The best of these evil characters is Gollum, Tolkien’s one truly memorable creation. A scrawny, weak-limbed, pale creature who despises the light and all things living, Gollum ekes out a spiteful and pitiful existence as a result of his insatiable desire for the Ring. Chasing the Ring has sucked most of the life out of Gollum, transforming him from an ancestor of the hobbits into a creature that is barely alive.

But Gollum is an exception. The rest of the book is seriously flawed by bland characterisation. This is not its only weakness: it is an eccentric hybrid, combining a turgid and dull psuedo-mythology with a parochial, conservative ‘little Englander’ outlook. It is reactionary, despises modernity and is anti-progress. If that wasn’t enough, it has a childishly simplistic morality, and contains some of the worst poetry ever published.

It is understandable that Tolkien was sensitive to the ravages of modernity – after all, he fought at the Battle of the Somme in 1916. His revulsion at the modern world drove him to imagine a world and a morality completely divorced from the reality around him. Tolkien’s hatred of modernism led to some fairly eccentric behaviour – like when he sent a cheque to pay his taxes and allegedly wrote on the back, ‘Not a penny for Concorde’.

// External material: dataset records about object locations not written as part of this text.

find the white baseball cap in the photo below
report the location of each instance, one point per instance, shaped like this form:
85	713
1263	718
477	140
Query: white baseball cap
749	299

It could be argued that Tolkien’s definition of modernity starts not in the twentieth century or with the Industrial Revolution, or even the French revolution – but with the Norman invasion of 1066. For Tolkien, the sense of loss that drove him to invent another world is the loss of the English/Saxon mythologies after William the Conqueror. No doubt the transformation and mutation of the British state and British culture after 1066 is of academic interest – but as the basis of a novel in response to events at the start of the twentieth century it’s at best whimsical, at worst somewhat deranged.

Revulsion at the modern world is not rare in literature written in the interwar years. But having a reactionary or conservative outlook doesn’t necessarily mean producing poor art or literature. TS Eliot’s work, like Tolkien’s, expressed revulsion at the modern world and retreats into the past. But Eliot’s Waste Land, published 10 years before The Lord of the Rings, uses language, tradition and prejudice to engage with and re-imagine the world in a more vivid way.

The same can be said of Joyce, Woolf and Fitzgerald. The work may be subtle, complex, difficult or entertaining, but the one thing that typifies the great works of modern literature is their power to rethink and re-present the world. They are all acts of engagement, where Tolkien’s is an act of retreat.

Retreating into your own made-up world is also a characteristic of adolescents and hippies – the two groups to whom The Lord of the Rings means most. Which is fine – as long as the book is recognised for what it is, an escapist adventure story. So it can be recommended as a good read, as long as you advise potential readers to skip the poetry and skim read any sections where the characters start banging on about their traditions.

But the greatest novel of the twentieth century? Only if you regard The Day of the Jackal as high literature and The 39 Steps as a brilliant insight into the human condition.